For all the progress that has been made in recent years in the state’s urban areas — many of which have been filling up with new companies and multifamily dwellings — one aspect has been overlooked: neglected lots.
That appears to be changing.
Gov. Phil Murphy signed the New Jersey Land Bank Law on Wednesday afternoon — the potential first step in allowing towns and cities to reclaim areas that have otherwise been abandoned.
Under the law, which goes into effect immediately, municipalities can designate a land bank entity to obtain vacant, abandoned and neglected properties for productive reuse purposes. This law will provide municipalities with a tool to revitalize and reuse properties for public benefit.
Or, as Murphy put it, “Where some see blight, we see promise.”

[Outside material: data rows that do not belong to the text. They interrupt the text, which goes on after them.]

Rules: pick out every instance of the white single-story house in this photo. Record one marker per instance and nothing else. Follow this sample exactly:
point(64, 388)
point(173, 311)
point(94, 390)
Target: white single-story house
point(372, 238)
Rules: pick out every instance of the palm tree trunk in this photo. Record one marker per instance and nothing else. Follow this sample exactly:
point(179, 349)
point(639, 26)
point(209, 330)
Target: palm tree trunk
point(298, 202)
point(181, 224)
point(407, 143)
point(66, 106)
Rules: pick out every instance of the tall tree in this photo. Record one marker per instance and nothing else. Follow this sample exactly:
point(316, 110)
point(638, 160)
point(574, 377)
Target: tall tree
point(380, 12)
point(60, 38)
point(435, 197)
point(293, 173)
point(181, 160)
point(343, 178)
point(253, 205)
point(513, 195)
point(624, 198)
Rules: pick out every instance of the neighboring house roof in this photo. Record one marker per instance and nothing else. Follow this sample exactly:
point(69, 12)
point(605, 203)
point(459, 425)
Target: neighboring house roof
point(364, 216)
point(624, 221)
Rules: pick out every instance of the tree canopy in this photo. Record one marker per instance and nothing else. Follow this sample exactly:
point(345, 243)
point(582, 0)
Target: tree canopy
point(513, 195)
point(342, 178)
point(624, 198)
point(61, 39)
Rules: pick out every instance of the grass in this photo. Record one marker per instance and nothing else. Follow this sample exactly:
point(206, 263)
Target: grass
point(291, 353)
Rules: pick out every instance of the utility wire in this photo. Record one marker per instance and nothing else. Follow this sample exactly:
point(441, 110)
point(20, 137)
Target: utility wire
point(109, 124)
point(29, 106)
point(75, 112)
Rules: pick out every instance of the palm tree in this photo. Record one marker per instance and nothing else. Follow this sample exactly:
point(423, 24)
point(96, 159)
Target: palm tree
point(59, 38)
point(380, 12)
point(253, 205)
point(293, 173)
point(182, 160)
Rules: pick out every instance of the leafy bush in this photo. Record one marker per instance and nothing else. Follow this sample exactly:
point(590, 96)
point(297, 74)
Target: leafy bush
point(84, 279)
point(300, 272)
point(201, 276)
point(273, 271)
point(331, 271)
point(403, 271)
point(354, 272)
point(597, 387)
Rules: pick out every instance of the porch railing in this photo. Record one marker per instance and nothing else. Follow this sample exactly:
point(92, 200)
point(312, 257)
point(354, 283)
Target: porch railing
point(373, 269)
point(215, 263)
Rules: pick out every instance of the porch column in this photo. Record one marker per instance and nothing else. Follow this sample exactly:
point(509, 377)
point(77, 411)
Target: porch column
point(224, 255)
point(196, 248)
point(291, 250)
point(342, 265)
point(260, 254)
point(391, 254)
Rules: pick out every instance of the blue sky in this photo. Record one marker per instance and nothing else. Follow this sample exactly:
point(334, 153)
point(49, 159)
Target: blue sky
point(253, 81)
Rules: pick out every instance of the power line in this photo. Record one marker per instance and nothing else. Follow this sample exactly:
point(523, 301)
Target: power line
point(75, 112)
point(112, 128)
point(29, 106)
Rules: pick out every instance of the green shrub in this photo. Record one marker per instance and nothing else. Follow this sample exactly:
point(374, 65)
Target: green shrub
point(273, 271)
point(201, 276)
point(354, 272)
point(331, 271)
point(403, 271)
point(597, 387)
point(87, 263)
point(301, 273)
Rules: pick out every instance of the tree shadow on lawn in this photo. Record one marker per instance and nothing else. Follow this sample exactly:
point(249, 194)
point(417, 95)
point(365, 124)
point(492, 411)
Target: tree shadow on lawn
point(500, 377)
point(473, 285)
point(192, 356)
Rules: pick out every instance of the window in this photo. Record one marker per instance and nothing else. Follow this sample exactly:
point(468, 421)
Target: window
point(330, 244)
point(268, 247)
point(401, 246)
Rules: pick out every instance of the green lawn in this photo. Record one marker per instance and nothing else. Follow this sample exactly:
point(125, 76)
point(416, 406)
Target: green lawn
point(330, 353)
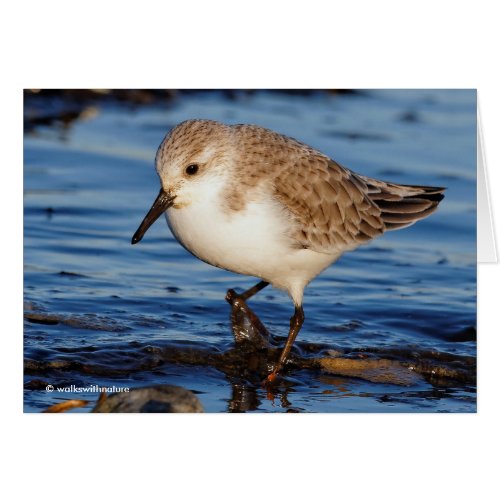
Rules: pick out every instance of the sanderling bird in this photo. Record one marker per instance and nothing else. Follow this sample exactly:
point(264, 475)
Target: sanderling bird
point(255, 202)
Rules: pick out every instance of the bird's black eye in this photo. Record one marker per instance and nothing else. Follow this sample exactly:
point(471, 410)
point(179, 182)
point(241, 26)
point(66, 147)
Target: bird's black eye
point(191, 169)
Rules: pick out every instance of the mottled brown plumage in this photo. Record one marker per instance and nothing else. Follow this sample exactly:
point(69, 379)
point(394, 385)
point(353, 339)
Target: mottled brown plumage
point(252, 201)
point(332, 206)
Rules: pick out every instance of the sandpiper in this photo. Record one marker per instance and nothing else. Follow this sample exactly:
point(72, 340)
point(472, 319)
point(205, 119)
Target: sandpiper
point(255, 202)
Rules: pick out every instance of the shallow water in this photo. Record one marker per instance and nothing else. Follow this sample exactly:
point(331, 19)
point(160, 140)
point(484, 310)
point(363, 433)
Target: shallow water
point(87, 187)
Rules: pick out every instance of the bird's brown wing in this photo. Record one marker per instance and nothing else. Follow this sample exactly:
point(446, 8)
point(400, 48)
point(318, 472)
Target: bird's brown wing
point(330, 204)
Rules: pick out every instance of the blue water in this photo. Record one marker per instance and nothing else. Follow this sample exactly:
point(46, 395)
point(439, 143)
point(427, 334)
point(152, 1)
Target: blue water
point(88, 187)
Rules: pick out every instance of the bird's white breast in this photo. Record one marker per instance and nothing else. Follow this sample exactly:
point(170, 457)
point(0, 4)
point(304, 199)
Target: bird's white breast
point(253, 241)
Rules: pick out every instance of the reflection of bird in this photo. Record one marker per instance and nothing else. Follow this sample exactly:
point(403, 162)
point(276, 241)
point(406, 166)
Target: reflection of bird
point(255, 202)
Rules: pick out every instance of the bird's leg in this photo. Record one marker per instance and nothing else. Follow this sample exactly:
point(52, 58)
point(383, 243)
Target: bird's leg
point(245, 324)
point(232, 295)
point(296, 322)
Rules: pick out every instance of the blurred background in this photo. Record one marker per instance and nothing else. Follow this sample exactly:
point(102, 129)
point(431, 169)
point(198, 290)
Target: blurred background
point(99, 311)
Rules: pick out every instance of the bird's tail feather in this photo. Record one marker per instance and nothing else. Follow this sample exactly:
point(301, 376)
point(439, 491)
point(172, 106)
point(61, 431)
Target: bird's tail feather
point(403, 205)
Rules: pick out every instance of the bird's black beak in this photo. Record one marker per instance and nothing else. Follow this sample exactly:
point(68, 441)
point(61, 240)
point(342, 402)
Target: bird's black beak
point(162, 203)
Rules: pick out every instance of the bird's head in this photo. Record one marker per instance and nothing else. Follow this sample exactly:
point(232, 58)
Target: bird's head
point(190, 163)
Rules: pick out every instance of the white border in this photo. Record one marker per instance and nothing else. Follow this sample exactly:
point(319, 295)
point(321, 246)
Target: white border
point(248, 44)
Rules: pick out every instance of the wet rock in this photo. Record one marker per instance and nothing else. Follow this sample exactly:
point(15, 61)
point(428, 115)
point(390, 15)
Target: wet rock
point(382, 371)
point(156, 399)
point(83, 321)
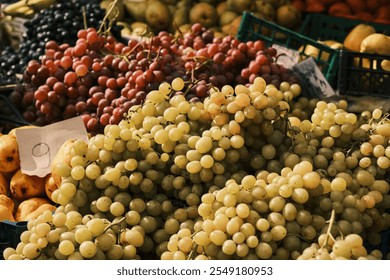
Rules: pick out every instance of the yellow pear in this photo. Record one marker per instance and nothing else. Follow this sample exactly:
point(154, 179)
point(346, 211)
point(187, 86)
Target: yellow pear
point(23, 186)
point(376, 43)
point(50, 186)
point(7, 202)
point(355, 37)
point(6, 214)
point(62, 156)
point(9, 154)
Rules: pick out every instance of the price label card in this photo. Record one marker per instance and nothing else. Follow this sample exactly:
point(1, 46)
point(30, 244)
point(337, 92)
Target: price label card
point(39, 145)
point(286, 57)
point(313, 80)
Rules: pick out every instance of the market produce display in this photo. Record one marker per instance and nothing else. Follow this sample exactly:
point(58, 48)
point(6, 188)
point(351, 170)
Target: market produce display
point(101, 78)
point(59, 21)
point(367, 10)
point(231, 177)
point(200, 146)
point(223, 17)
point(22, 197)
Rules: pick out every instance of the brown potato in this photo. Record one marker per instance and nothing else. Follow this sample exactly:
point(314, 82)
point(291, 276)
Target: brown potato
point(28, 206)
point(9, 154)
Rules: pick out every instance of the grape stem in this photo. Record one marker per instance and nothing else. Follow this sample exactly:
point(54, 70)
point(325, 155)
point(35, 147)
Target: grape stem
point(84, 18)
point(328, 232)
point(112, 7)
point(114, 224)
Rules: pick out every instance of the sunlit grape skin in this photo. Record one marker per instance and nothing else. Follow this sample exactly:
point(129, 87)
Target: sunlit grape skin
point(101, 81)
point(261, 188)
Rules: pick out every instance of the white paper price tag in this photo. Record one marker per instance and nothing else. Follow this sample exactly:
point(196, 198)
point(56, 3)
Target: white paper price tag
point(313, 79)
point(39, 145)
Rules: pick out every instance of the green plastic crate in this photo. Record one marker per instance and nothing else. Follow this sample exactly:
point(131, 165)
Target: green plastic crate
point(10, 234)
point(352, 78)
point(253, 28)
point(327, 27)
point(357, 79)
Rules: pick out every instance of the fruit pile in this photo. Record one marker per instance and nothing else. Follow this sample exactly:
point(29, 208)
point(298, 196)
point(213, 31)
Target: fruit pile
point(367, 10)
point(58, 22)
point(100, 78)
point(234, 176)
point(22, 197)
point(223, 17)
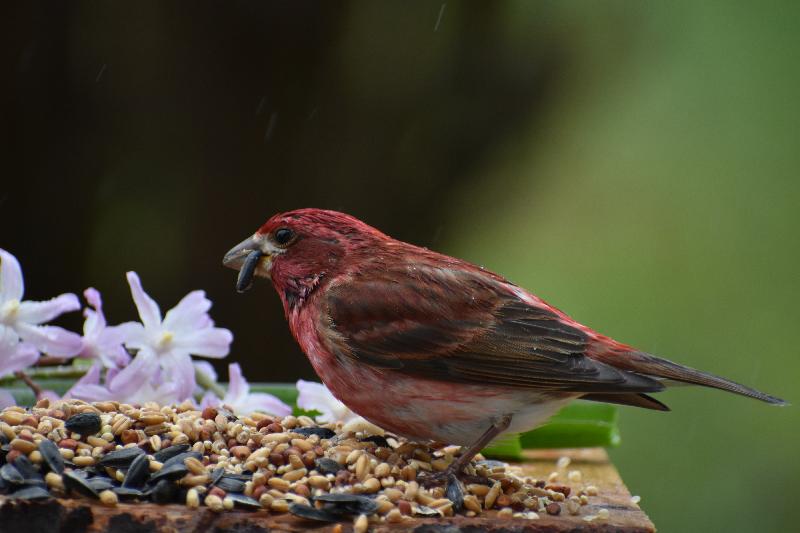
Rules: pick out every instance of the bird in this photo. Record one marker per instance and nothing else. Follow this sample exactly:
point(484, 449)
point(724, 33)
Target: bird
point(435, 348)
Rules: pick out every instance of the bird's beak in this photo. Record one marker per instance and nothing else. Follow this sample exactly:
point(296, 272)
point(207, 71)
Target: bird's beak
point(247, 257)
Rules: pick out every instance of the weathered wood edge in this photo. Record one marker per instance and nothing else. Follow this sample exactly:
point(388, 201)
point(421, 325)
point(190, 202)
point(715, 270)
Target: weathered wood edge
point(82, 515)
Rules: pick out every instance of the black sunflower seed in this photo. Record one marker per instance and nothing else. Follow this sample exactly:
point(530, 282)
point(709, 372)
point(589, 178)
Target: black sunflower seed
point(138, 473)
point(323, 433)
point(121, 458)
point(77, 483)
point(26, 469)
point(378, 440)
point(339, 503)
point(243, 501)
point(168, 453)
point(229, 484)
point(246, 475)
point(170, 473)
point(31, 493)
point(455, 492)
point(179, 458)
point(100, 483)
point(128, 492)
point(165, 491)
point(84, 423)
point(11, 475)
point(490, 463)
point(427, 511)
point(327, 466)
point(51, 455)
point(216, 475)
point(312, 513)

Murphy signed the bill during a ceremony in Newark, but he made it clear the law should be used throughout the state.
“Whether it is in Newark, Paterson, Trenton or Camden, the creation of a land bank will be a powerful tool for taking empty and overlooked properties and turning them into places where residents can live and work, and where a new sense of community can be ignited,” he said.
Under the New Jersey Land Bank Law, municipalities will be allowed to designate a nonprofit organization or a public entity as the municipality’s land bank entity. The public entities that a municipality may designate include redevelopment entities, county improvement authorities, and departments and agencies of the municipality itself.

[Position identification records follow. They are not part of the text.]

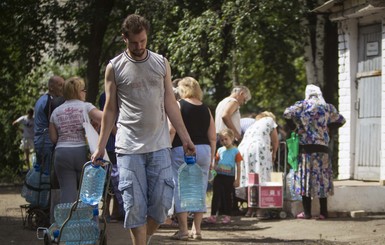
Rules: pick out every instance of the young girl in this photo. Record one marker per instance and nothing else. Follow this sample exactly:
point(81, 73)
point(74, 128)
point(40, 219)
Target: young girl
point(226, 160)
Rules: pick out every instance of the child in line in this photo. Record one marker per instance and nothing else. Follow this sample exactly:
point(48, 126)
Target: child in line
point(227, 163)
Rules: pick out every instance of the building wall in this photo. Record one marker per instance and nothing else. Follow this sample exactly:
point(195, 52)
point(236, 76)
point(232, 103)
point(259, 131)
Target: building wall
point(347, 49)
point(348, 56)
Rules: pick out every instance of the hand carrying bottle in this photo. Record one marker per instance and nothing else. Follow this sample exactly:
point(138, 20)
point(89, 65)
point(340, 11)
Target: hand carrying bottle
point(191, 191)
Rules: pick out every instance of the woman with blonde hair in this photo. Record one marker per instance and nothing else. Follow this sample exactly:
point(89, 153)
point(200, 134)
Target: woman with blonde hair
point(201, 128)
point(67, 132)
point(259, 148)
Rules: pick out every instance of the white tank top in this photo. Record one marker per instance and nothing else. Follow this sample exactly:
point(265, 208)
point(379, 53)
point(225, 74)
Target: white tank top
point(142, 122)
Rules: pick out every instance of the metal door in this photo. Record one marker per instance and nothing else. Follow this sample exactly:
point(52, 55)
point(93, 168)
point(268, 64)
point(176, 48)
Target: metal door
point(368, 105)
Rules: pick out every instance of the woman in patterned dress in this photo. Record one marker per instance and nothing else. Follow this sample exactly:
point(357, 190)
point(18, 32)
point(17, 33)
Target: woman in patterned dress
point(258, 148)
point(313, 118)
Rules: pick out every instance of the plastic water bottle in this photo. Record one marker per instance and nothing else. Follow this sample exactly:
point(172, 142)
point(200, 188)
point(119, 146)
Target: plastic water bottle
point(212, 175)
point(53, 231)
point(191, 192)
point(80, 232)
point(92, 187)
point(83, 212)
point(290, 188)
point(44, 192)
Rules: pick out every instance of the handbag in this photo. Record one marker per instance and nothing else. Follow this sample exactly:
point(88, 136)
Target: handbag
point(92, 135)
point(293, 150)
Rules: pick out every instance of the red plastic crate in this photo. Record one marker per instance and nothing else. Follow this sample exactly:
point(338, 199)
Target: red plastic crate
point(270, 195)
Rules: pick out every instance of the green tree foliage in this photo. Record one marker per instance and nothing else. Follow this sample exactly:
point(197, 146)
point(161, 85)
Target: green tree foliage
point(221, 43)
point(253, 43)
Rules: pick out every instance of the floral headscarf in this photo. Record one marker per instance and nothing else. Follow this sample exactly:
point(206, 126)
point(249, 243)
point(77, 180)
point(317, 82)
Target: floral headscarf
point(314, 94)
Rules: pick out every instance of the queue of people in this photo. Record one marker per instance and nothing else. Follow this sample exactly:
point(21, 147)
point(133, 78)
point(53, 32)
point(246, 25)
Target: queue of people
point(140, 111)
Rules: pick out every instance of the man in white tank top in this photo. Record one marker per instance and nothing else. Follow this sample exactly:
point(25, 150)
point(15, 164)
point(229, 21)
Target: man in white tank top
point(227, 113)
point(139, 89)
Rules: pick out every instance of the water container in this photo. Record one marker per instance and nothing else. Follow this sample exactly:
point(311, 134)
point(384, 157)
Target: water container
point(80, 232)
point(92, 187)
point(44, 194)
point(83, 212)
point(212, 175)
point(191, 191)
point(36, 187)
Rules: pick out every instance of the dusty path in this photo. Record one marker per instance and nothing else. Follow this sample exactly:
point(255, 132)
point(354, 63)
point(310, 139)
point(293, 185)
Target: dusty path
point(370, 230)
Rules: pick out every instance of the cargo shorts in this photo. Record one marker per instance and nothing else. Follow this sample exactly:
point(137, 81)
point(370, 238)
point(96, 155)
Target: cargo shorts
point(147, 186)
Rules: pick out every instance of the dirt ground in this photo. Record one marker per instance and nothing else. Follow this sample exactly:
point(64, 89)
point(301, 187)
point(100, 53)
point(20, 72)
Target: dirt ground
point(242, 230)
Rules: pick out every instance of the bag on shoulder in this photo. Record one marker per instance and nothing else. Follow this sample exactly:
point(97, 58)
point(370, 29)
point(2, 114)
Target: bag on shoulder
point(92, 135)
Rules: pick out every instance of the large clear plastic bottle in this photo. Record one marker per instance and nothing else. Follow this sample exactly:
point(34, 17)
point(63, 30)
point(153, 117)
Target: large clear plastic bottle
point(36, 187)
point(92, 187)
point(62, 210)
point(80, 232)
point(290, 187)
point(191, 191)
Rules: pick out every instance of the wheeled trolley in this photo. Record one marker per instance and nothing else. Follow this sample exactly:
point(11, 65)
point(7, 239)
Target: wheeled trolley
point(269, 195)
point(36, 191)
point(55, 236)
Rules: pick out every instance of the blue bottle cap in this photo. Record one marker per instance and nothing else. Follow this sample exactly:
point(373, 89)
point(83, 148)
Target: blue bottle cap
point(95, 212)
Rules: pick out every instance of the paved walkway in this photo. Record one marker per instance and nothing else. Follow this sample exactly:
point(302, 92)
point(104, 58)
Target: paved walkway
point(242, 230)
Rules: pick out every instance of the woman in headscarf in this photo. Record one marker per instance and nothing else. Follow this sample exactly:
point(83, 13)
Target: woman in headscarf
point(258, 149)
point(313, 118)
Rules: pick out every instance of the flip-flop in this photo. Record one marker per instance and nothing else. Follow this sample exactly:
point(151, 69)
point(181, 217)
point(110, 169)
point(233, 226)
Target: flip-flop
point(302, 215)
point(321, 217)
point(179, 236)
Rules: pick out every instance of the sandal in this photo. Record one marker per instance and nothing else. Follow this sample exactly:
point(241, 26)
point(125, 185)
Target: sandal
point(302, 215)
point(211, 220)
point(226, 220)
point(195, 236)
point(179, 236)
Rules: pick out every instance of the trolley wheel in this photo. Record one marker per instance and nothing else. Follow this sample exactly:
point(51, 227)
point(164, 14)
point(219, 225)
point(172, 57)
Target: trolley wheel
point(37, 218)
point(282, 215)
point(47, 239)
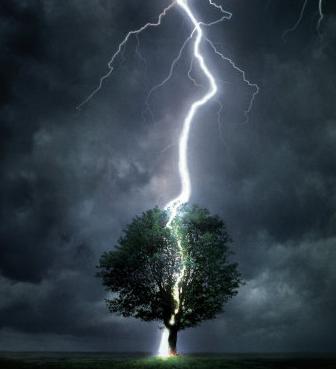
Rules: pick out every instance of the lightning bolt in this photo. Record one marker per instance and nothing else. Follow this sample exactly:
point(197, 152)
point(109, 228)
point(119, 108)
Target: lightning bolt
point(184, 196)
point(121, 46)
point(297, 23)
point(198, 37)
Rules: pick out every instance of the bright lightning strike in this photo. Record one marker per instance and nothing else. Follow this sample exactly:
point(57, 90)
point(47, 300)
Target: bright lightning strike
point(174, 205)
point(110, 64)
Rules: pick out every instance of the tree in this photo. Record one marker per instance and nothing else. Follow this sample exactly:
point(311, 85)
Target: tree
point(143, 268)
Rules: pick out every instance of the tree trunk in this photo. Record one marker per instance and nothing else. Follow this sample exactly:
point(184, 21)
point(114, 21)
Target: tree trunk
point(172, 340)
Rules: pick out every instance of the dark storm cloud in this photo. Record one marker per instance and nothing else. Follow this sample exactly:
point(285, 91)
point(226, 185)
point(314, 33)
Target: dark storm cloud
point(71, 180)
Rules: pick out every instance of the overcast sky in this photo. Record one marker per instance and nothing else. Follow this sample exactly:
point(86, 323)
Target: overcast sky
point(71, 180)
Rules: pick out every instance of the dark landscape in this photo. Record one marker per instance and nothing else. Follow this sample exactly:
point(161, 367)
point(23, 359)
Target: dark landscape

Land bank entities will be permitted to acquire properties on their own and act as a municipality’s agent to purchase liens at a tax sale, carry out lien foreclosures and take individual abandoned properties.

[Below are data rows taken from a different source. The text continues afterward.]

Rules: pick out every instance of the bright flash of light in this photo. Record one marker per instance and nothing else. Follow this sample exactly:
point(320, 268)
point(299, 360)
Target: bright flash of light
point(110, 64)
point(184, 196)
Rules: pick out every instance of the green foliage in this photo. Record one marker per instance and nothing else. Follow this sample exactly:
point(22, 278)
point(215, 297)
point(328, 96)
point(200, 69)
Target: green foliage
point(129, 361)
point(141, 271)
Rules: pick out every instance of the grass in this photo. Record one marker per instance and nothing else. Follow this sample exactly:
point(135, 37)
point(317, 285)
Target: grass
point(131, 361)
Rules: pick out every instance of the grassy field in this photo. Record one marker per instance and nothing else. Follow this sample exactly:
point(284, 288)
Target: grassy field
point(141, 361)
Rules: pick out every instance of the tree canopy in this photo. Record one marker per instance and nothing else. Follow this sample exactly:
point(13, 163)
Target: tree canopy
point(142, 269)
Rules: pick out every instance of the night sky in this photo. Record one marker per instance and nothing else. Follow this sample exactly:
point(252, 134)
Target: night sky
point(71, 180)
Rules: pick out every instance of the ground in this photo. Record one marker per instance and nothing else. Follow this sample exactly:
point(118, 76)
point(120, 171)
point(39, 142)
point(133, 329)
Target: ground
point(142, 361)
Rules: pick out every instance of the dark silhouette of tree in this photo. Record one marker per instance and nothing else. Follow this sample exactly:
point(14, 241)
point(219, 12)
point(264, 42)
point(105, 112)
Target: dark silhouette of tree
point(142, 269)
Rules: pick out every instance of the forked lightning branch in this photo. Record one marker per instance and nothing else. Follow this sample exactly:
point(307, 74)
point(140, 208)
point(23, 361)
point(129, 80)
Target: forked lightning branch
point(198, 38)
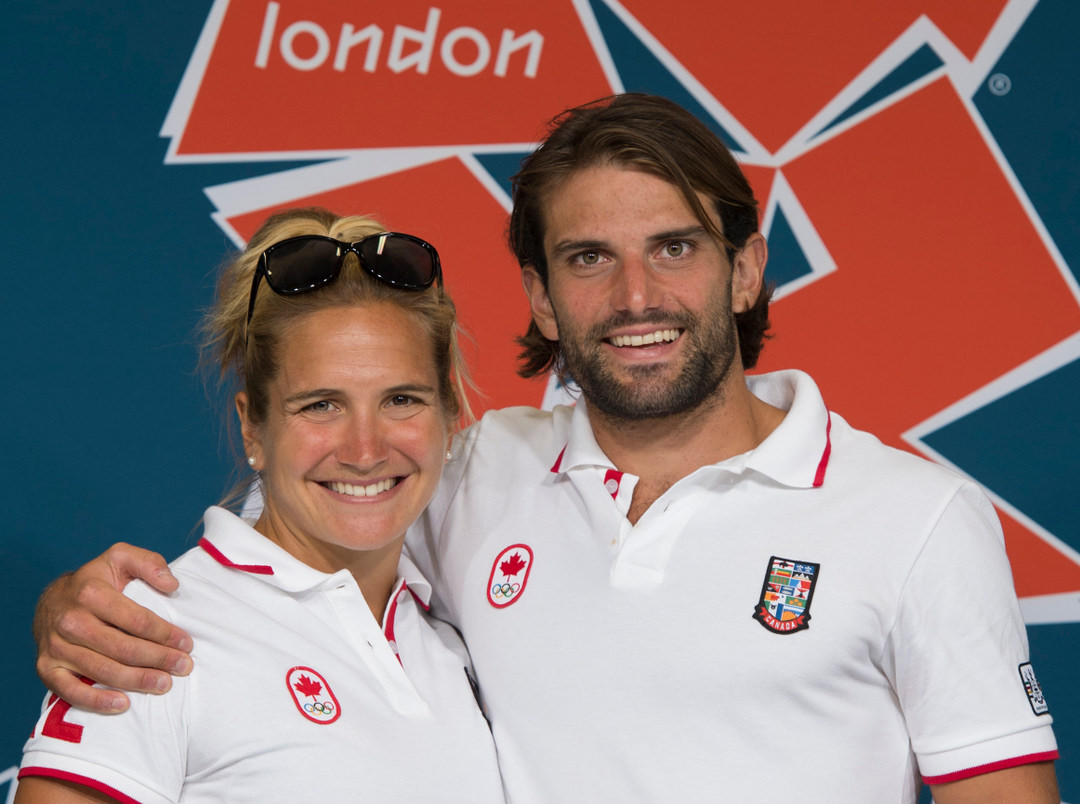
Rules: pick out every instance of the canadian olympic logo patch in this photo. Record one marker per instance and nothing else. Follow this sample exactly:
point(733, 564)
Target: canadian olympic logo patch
point(312, 695)
point(510, 573)
point(784, 605)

Newark Mayor Ras Baraka said the law will have a dramatic impact on Newark, a city he has helped transform despite these abandoned areas.
“This land bank law is monumental for New Jersey and will have an enormous impact on Newark,” he said. “For more than 50 years, vacant and abandoned properties have blighted some of our neighborhoods and affected the quality of life of our residents. With this new law, we are finally turning the page.
“This important tool will empower the people of Newark to acquire these properties, restore them and transform them into community assets.”
Trenton Mayor Reed Gusciora said he hopes the bill will help him accelerate the pace of progress in his town.
“This bill will go a long way in helping Trenton get abandoned properties back on the tax rolls and redeveloped into projects that benefit the community,” he said.
“Land banks allow us to build mixed-income housing and other large development projects; we will be able to make great progress in revitalizing parts of Trenton that need new life while creating economic growth and job opportunities for Trentonians.”
Lt. Gov. Sheila Oliver, who also serves as commissioner of the Department of Community Affairs, said the bill’s impact will be felt in many ways.
“Communities often face complex challenges when securing finances and resources for projects in blighted areas and our hope is that by allowing municipalities to create a public land bank, it will help ease the process of transforming properties from brownfields to successful redevelopment projects,” she said.
“These impactful projects have the power to spur on economic growth, create jobs and revitalize an entire community.”
State Sens. M. Teresa Ruiz (D-Newark) and Nilsa Cruz-Perez (D-Camden) and Assemblywomen Mila Jasey (D-Maplewood), Annette Chaparro (D-Hoboken) and Cleopatra Tucker (D-Newark) were the primary sponsors of the bill.
“Creating land banks and posting available properties online will allow municipalities to create positive redevelopment plans in our communities,” Ruiz said.
“Doing this in a responsible way can lead to revitalized cities and neighborhoods that existing residents can still afford to live in. By repurposing foreclosed or abandoned properties as quickly as possible, we can prevent them from becoming areas that attract negative activity. It also has the potential to promote economic development and expand housing opportunities in both urban and rural parts of our state.”
Jasey said the bill will help aid in the battle to find more affordable housing.
“As we work to combat our state’s critical housing shortage, it makes sense for us to equip municipalities with many tools (to) provide affordable housing and larger development, as well as reduce the number of vacant and abandoned properties,” she said. “Designating single entities to act on behalf of municipalities will hopefully expedite the turnover process, and help us find productive uses for these properties.”
The law provides for accountability to local communities through the requirement for community advisory boards with mandatory access to certain information and opportunities for the board to comment on the land bank entity’s decisions.
Land bank entities will further be required to develop and maintain an online, publicly accessible database of current and former land bank properties. The community advisory board must issue an annual report on the accuracy, integrity, accessibility and comprehensiveness of the land bank entity’s online database.